- Car security alarms. They are really loud. In India, honking on roads or reverse-gear alarms in residential areas take the cake as well.
- Cell phone ring tones: both the incoming call ring tones (some are really bizarre), and the "hello tunes". The "hello tune" is a song or music piece or the voice of your child which you hear when you call someone, instead of the usual canonical ring-ring, ring-ring.
- Music in malls, public spaces, LCD screens in restaurants and public transport terminals.
- Billboards by the side of the road, hoardings, small-sized billboards on every street light, small posters in trains, buses, backs of buses, sides of buses, taxis, etc.
- Advertising in newspapers, magazines, pay channels on TV, and so on.
- People talking loudly on their cellphones in public spaces.

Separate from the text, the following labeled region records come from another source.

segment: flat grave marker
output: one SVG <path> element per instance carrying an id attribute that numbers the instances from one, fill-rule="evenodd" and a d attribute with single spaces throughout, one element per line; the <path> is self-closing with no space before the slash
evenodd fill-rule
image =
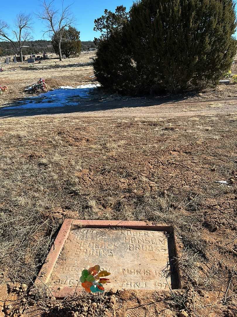
<path id="1" fill-rule="evenodd" d="M 101 269 L 111 273 L 111 283 L 105 287 L 108 291 L 168 290 L 172 288 L 170 250 L 164 232 L 170 227 L 158 230 L 157 226 L 136 221 L 120 222 L 120 226 L 111 226 L 111 223 L 119 222 L 116 221 L 95 222 L 110 223 L 107 227 L 82 227 L 82 222 L 85 225 L 87 221 L 93 223 L 64 221 L 55 247 L 39 273 L 40 280 L 35 281 L 36 287 L 45 283 L 58 298 L 79 294 L 82 289 L 79 282 L 82 271 L 98 264 Z M 145 229 L 139 229 L 138 223 Z"/>

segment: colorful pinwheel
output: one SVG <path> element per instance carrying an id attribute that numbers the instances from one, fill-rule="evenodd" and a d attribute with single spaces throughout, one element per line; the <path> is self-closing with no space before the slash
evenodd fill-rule
<path id="1" fill-rule="evenodd" d="M 100 271 L 99 265 L 95 265 L 88 270 L 83 270 L 80 281 L 82 286 L 88 293 L 96 293 L 98 292 L 103 293 L 105 289 L 103 284 L 110 283 L 107 278 L 103 278 L 105 276 L 110 275 L 107 271 Z"/>

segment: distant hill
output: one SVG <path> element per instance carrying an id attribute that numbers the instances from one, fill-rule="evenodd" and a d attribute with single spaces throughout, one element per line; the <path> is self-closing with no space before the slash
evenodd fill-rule
<path id="1" fill-rule="evenodd" d="M 43 51 L 49 53 L 53 52 L 54 51 L 51 45 L 51 41 L 45 40 L 38 40 L 37 41 L 29 41 L 26 42 L 25 45 L 28 47 L 24 47 L 22 49 L 23 54 L 29 55 L 37 54 L 40 52 L 42 53 Z M 82 49 L 86 51 L 88 49 L 95 47 L 93 41 L 82 42 Z M 0 56 L 6 55 L 13 55 L 16 53 L 15 50 L 12 44 L 8 42 L 0 42 Z"/>

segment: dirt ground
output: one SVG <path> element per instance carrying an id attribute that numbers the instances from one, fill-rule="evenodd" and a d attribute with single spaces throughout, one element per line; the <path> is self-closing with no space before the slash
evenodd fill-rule
<path id="1" fill-rule="evenodd" d="M 93 82 L 93 54 L 79 58 L 81 67 L 47 61 L 44 73 L 26 70 L 24 79 L 20 65 L 6 70 L 1 83 L 13 92 L 2 104 L 41 77 L 52 87 Z M 237 316 L 236 87 L 153 99 L 96 90 L 77 107 L 1 110 L 3 315 Z M 182 289 L 29 295 L 68 217 L 172 224 Z"/>

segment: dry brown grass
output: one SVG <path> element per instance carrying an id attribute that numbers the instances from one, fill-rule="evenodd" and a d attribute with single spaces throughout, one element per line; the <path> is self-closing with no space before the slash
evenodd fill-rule
<path id="1" fill-rule="evenodd" d="M 189 278 L 203 284 L 194 263 L 205 263 L 214 253 L 207 249 L 207 205 L 224 206 L 235 195 L 234 186 L 214 182 L 228 179 L 234 169 L 236 121 L 198 119 L 208 129 L 188 118 L 2 121 L 2 281 L 30 283 L 59 224 L 72 217 L 173 224 Z M 224 218 L 230 228 L 229 208 Z M 218 212 L 208 225 L 211 230 L 222 225 Z"/>

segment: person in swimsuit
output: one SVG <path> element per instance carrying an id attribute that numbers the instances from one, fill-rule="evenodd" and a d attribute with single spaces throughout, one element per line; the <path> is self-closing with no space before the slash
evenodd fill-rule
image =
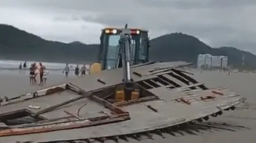
<path id="1" fill-rule="evenodd" d="M 44 75 L 42 76 L 43 84 L 46 84 L 46 80 L 47 80 L 47 75 L 49 74 L 49 71 L 45 69 L 44 70 Z"/>
<path id="2" fill-rule="evenodd" d="M 86 75 L 86 65 L 83 65 L 81 68 L 81 76 Z"/>
<path id="3" fill-rule="evenodd" d="M 76 65 L 76 67 L 75 69 L 75 75 L 78 76 L 79 74 L 79 67 L 78 65 Z"/>
<path id="4" fill-rule="evenodd" d="M 41 63 L 39 64 L 39 65 L 40 66 L 39 69 L 39 76 L 40 78 L 40 83 L 39 83 L 39 85 L 42 85 L 44 84 L 44 81 L 42 80 L 42 77 L 44 76 L 44 71 L 45 69 L 46 69 L 46 68 L 44 66 L 42 66 L 42 63 Z"/>
<path id="5" fill-rule="evenodd" d="M 36 83 L 36 79 L 35 79 L 35 65 L 32 64 L 31 66 L 29 68 L 29 82 L 31 84 Z"/>
<path id="6" fill-rule="evenodd" d="M 66 64 L 66 66 L 63 70 L 62 73 L 65 73 L 66 77 L 68 77 L 69 73 L 69 66 L 68 64 Z"/>

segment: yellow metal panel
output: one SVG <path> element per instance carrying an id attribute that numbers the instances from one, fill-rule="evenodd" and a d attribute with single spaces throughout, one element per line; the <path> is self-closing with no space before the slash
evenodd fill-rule
<path id="1" fill-rule="evenodd" d="M 133 91 L 132 92 L 131 100 L 137 100 L 140 98 L 140 94 L 138 91 Z"/>
<path id="2" fill-rule="evenodd" d="M 101 65 L 100 63 L 95 63 L 91 66 L 90 74 L 98 73 L 100 71 L 101 71 Z"/>
<path id="3" fill-rule="evenodd" d="M 123 90 L 116 91 L 116 102 L 121 102 L 124 101 L 124 91 Z"/>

- Heavy bass music being showed off by car owners cruising on a busy street.
- Loud motorcycles (some with modified exhausts), and in India: auto-rickshaws.
- Loudspeakers at places of worship, during religious ceremonies at home and at wedding celebrations. They are illegal in big cities, but not in small-town India, where protesting against them is considered anti-social.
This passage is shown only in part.